Substance P (neurokinin-1) and neurokinin A (neurokinin-2) receptor gene and protein expression in the healthy and inflamed human intestine.

Increasing evidence suggests that tachykinins are involved in the control of pathophysiological states, such as inflammation. The precise localization of tachykinin receptors is of paramount importance in the search for their possible physiological and pathological role; in this study, therefore, we attempted to define cellular sites of substance P (NK-1R) and neurokinin A (NK-2R) receptor expression in the healthy and the inflamed human intestine by in situ hybridization and immunohistochemistry. In the normal ileum and colon, NK-1R and NK-2R were localized to smooth muscle cells of the muscularis mucosae and propria and a few inflammatory cells of the lamina propria; NK-1R expression was also found in the muscular wall of submucosal blood vessels, enteric neurons and, to a lesser degree, in surface epithelial cells.

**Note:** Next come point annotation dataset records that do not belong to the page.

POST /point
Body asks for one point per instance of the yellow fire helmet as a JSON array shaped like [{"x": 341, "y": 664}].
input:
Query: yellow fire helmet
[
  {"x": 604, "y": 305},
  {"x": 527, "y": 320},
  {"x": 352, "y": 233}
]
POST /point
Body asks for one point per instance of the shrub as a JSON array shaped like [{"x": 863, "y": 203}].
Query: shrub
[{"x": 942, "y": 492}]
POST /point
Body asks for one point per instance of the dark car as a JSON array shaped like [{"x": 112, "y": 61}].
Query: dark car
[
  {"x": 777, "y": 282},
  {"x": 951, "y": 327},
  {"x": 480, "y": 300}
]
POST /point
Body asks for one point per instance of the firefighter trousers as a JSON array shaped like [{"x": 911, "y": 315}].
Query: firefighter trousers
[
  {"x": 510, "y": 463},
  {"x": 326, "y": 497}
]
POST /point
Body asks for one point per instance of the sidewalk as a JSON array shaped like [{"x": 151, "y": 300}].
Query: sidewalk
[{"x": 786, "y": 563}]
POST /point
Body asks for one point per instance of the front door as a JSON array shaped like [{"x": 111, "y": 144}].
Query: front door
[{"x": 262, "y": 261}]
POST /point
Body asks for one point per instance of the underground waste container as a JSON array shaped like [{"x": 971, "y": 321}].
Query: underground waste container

Patients with Crohn's disease and ulcerative colitis showed a dramatic increase in NK-1R density relative to controls, in both the inflamed and the uninvolved mucosa. Up-regulation of NK-1R was particularly evident on epithelial cells lining the mucosal surface and crypts, as well as on endothelial cells of capillaries and venules. Also, a marked increase in NK-2R expression was found in both groups of patients on inflammatory cells of the lamina propria, especially eosinophils. Our findings demonstrate that in the normal human intestine NK-1R and NK-2R are expressed in multiple cell types, which are endowed with different physiological functions; in addition, they demonstrate that both NK-1R and NK-2R are up-regulated in patients with Crohn's disease and ulcerative colitis. Taken together, these observations may have important physiological and pathophysiological implications, and provide the rationale for the use of NK-1R and NK-2R antagonists in the treatment of inflammatory bowel disease.[1]